Applicable scenarios:

  • Knowledge bases and datasets: Directly used in AI scenarios such as RAG, fine-tuning, and machine learning.
  • Enterprise document digitization: Extracts information from traditional paper document images or scanned documents to enhance enterprise management digitization capabilities.
  • Multilingual document processing: The interface supports text recognition in multiple languages and can automatically distinguish languages in documents.
  • In scientific research, particularly in mathematics, physics, engineering, and other disciplines, it is suitable for recognizing mathematical formulas and complex tables in documents.
  • Online document services and SaaS applications, providing one-stop document parsing, format conversion, and content extraction services.

Usage Method

You can click PDF-Extract-Kit for free online experience. The following is an example of code invocation.

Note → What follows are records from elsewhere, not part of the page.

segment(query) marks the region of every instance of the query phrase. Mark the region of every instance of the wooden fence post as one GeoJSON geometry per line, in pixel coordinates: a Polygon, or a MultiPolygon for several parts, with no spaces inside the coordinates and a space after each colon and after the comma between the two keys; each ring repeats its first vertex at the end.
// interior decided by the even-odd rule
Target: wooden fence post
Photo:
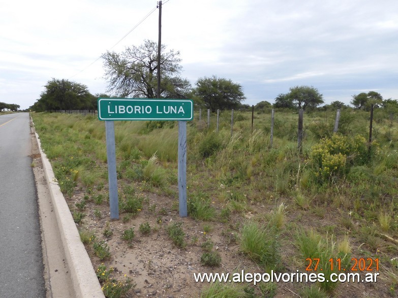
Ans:
{"type": "Polygon", "coordinates": [[[114,121],[105,121],[106,154],[108,160],[108,181],[109,183],[110,218],[119,219],[119,201],[117,198],[117,175],[116,172],[116,152],[114,121]]]}
{"type": "Polygon", "coordinates": [[[178,206],[179,216],[188,216],[187,201],[187,121],[178,121],[178,206]]]}
{"type": "Polygon", "coordinates": [[[232,137],[232,132],[233,131],[233,109],[231,113],[231,138],[232,137]]]}
{"type": "Polygon", "coordinates": [[[252,134],[253,133],[253,120],[254,119],[254,106],[252,105],[252,134]]]}
{"type": "Polygon", "coordinates": [[[273,109],[271,112],[271,148],[272,147],[272,140],[273,139],[273,109]]]}
{"type": "Polygon", "coordinates": [[[217,109],[217,128],[216,128],[216,131],[218,133],[219,132],[219,121],[220,120],[220,110],[217,109]]]}
{"type": "Polygon", "coordinates": [[[339,121],[340,120],[340,109],[337,110],[336,114],[336,120],[334,121],[334,127],[333,128],[333,133],[335,134],[339,129],[339,121]]]}
{"type": "Polygon", "coordinates": [[[302,118],[303,111],[300,109],[298,111],[298,128],[297,129],[297,148],[298,152],[301,153],[302,151],[302,118]]]}
{"type": "Polygon", "coordinates": [[[372,150],[372,129],[373,126],[373,105],[371,105],[371,121],[369,124],[369,158],[371,158],[372,150]]]}

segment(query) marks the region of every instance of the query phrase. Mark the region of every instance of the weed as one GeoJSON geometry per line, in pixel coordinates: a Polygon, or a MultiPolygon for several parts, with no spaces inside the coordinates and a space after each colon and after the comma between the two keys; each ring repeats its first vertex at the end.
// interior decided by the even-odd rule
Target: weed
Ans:
{"type": "Polygon", "coordinates": [[[166,210],[165,207],[162,207],[162,209],[161,209],[160,211],[159,211],[159,214],[161,215],[167,215],[167,210],[166,210]]]}
{"type": "Polygon", "coordinates": [[[229,217],[231,216],[231,209],[229,206],[227,206],[221,210],[220,216],[224,222],[226,222],[229,219],[229,217]]]}
{"type": "Polygon", "coordinates": [[[301,290],[300,296],[303,298],[328,298],[329,296],[319,287],[305,287],[301,290]]]}
{"type": "Polygon", "coordinates": [[[137,196],[129,196],[119,201],[119,209],[122,212],[136,214],[142,210],[142,198],[137,196]]]}
{"type": "Polygon", "coordinates": [[[105,224],[105,228],[104,229],[104,231],[103,232],[102,235],[103,235],[107,238],[109,238],[113,235],[113,232],[109,226],[109,221],[106,222],[106,223],[105,224]]]}
{"type": "MultiPolygon", "coordinates": [[[[118,281],[111,274],[113,268],[111,267],[107,270],[106,267],[101,264],[96,272],[98,280],[102,284],[101,289],[106,297],[109,298],[120,298],[132,288],[135,286],[128,277],[124,281],[118,281]]],[[[125,275],[126,277],[126,275],[125,275]]]]}
{"type": "Polygon", "coordinates": [[[134,216],[134,214],[132,214],[131,213],[128,213],[124,216],[123,216],[123,218],[121,219],[121,221],[126,223],[126,222],[128,222],[130,221],[130,220],[132,219],[133,216],[134,216]]]}
{"type": "Polygon", "coordinates": [[[88,230],[79,230],[79,235],[80,236],[80,240],[83,244],[89,245],[96,240],[96,236],[94,233],[88,230]]]}
{"type": "Polygon", "coordinates": [[[341,268],[348,268],[351,260],[351,248],[348,237],[345,237],[343,241],[338,245],[338,250],[336,251],[336,243],[333,241],[332,237],[329,239],[327,234],[324,238],[313,229],[308,231],[302,230],[297,232],[296,244],[304,259],[319,259],[319,262],[313,261],[310,264],[314,270],[315,266],[318,266],[319,268],[317,270],[322,269],[323,270],[326,281],[319,283],[319,286],[327,292],[333,292],[338,284],[331,281],[330,276],[332,273],[338,272],[339,269],[336,266],[332,267],[329,260],[340,258],[341,268]]]}
{"type": "Polygon", "coordinates": [[[212,220],[216,217],[216,209],[209,199],[197,195],[188,200],[188,214],[196,219],[212,220]]]}
{"type": "Polygon", "coordinates": [[[131,244],[134,238],[134,228],[130,227],[123,231],[121,238],[129,244],[131,244]]]}
{"type": "Polygon", "coordinates": [[[83,211],[86,207],[86,201],[83,200],[81,202],[75,204],[75,206],[80,211],[83,211]]]}
{"type": "Polygon", "coordinates": [[[100,258],[101,260],[108,259],[110,257],[111,254],[109,252],[109,247],[104,240],[99,242],[94,242],[93,245],[93,248],[94,249],[94,253],[100,258]]]}
{"type": "Polygon", "coordinates": [[[102,193],[100,193],[94,197],[94,203],[96,205],[102,204],[103,202],[104,202],[104,195],[102,193]]]}
{"type": "Polygon", "coordinates": [[[140,233],[143,235],[148,235],[150,234],[150,226],[149,223],[147,221],[143,222],[140,224],[139,228],[138,229],[140,233]]]}
{"type": "Polygon", "coordinates": [[[72,213],[72,216],[73,217],[73,220],[76,223],[80,223],[83,219],[85,217],[85,213],[83,212],[79,212],[76,211],[73,211],[72,213]]]}
{"type": "Polygon", "coordinates": [[[246,255],[270,269],[279,266],[282,260],[278,235],[274,228],[248,221],[243,224],[240,233],[240,250],[246,255]]]}
{"type": "Polygon", "coordinates": [[[152,204],[151,205],[149,206],[149,207],[148,207],[148,211],[149,212],[150,212],[151,213],[155,214],[155,211],[156,211],[156,204],[152,204]]]}
{"type": "Polygon", "coordinates": [[[379,214],[379,223],[381,230],[384,232],[388,231],[390,229],[390,224],[392,220],[391,216],[387,211],[380,212],[379,214]]]}
{"type": "Polygon", "coordinates": [[[296,193],[294,196],[294,202],[304,210],[309,209],[311,206],[311,199],[308,196],[300,192],[296,193]]]}
{"type": "Polygon", "coordinates": [[[208,240],[202,243],[200,247],[204,251],[209,252],[211,251],[213,246],[214,243],[213,243],[213,242],[211,240],[208,240]]]}
{"type": "Polygon", "coordinates": [[[286,205],[282,203],[273,210],[271,214],[271,221],[279,229],[282,227],[285,224],[285,216],[287,213],[286,210],[286,205]]]}
{"type": "Polygon", "coordinates": [[[272,298],[277,294],[277,285],[272,282],[261,283],[259,288],[261,297],[272,298]]]}
{"type": "Polygon", "coordinates": [[[209,267],[219,266],[221,262],[221,256],[218,251],[204,252],[200,257],[200,262],[209,267]]]}
{"type": "Polygon", "coordinates": [[[94,216],[96,218],[101,218],[102,217],[102,214],[101,213],[101,211],[99,209],[94,209],[94,216]]]}
{"type": "Polygon", "coordinates": [[[243,298],[247,297],[244,289],[234,283],[213,283],[202,291],[200,298],[243,298]]]}
{"type": "Polygon", "coordinates": [[[164,169],[158,164],[158,156],[154,153],[142,169],[142,176],[155,186],[161,186],[166,183],[164,169]]]}
{"type": "Polygon", "coordinates": [[[167,233],[174,245],[180,248],[185,248],[187,243],[184,239],[185,233],[182,230],[182,222],[173,222],[167,226],[167,233]]]}
{"type": "Polygon", "coordinates": [[[216,153],[222,147],[220,135],[214,133],[207,134],[199,144],[199,154],[203,157],[208,157],[216,153]]]}
{"type": "Polygon", "coordinates": [[[209,224],[205,224],[203,225],[203,231],[205,233],[208,234],[211,231],[212,229],[211,226],[209,224]]]}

  curl https://moark.ai/v1/async/documents/parse \
-X POST \
-H "Authorization: Bearer Your access token" \
-F "model=PDF-Extract-Kit-1.0" \
-F "is_ocr=true" \
-F "formula_enable=true" \
-F "table_enable=true" \
-F "layout_model=doclayout_yolo" \
-F "file=@path/to/file.pdf"

Parameter Description:

  • Private token: Used to verify the identity of the caller. Click Access Token to obtain it.
  • model: Fill in PDF-Extract-Kit-1.0 to use the specified large model.
  • file: The file to be parsed.
    • Supported file formats: pdf, png, jpg, gif, docx, pptx
    • File size limit: 100MB
  • is_ocr: Whether to enable OCR. If set to false, text in images will not be recognized.
  • include_image_base64: When enabled, the response markdown will embed base64 images; otherwise, images will be uploaded to cloud storage and provided with temporary links, which are valid for only 7 days.
  • formula_enable: Whether to enable formula recognition.
  • table_enable: Whether to enable table recognition.
  • language: Specifies the text language to improve recognition accuracy. The default is automatic recognition if not filled in. Optional languages: ch, en, korean, japan, chinese_cht, ta, te, ka, latin, arabic, cyrillic, devanagari.
  • end_pages: The number of pages to process, i.e., process the first N pages.
  • layout_model: Layout analysis model. During parsing, the document layout will be analyzed, and different models affect the generation quality. Optional:
    • doclayout_yolo (default, faster and more accurate)
    • layoutlmv3 (more stable)

Usage Example

image-20250114152140833

This interface is asynchronous. You need to submit the task first, obtain the task ID, and then poll for the execution result based on the ID. After submitting the task via CURL, the response will be:

{
"task_id": "AAC2KETEYJVKER04U6RNMHJTOGLVEG1B",
"status": "waiting",
"created_at": 1742885184998,
"urls": {
"get": "https://moark.ai/api/v1/task/AAC2KETEYJVKER04U6RNMHJTOGLVEG1B",
"cancel": "https://moark.ai/api/v1/task/AAC2KETEYJVKER04U6RNMHJTOGLVEG1B/cancel"
}
}

Then obtain the final execution result using the task_id:

curl https://moark.ai/v1/task/AAC2KETEYJVKER04U6RNMHJTOGLVEG1B/
--header 'Authorization: Bearer Your access token'
{
"task_id": "AAC2KETEYJVKER04U6RNMHJTOGLVEG1B",
"output": {
"segments": [
{
"index": 1,
"content": "# First paragraph xxxx"
},
{
"index": 2,
"content": "# Second paragraph xxxx"
}
]
},
"status": "success",
"created_at": 1742885185000,
"started_at": 1742885188000,
"completed_at": 1742885190000,
"urls": {
"get": "https://moark.ai/api/v1/task/AAC2KETEYJVKER04U6RNMHJTOGLVEG1B",
"cancel": "https://moark.ai/api/v1/task/AAC2KETEYJVKER04U6RNMHJTOGLVEG1B/cancel"
}
}

When the status in the response changes to success, the parsing is successful. output is the parsing result, and segments are the segmented parsing results, divided based on page or semantic logic.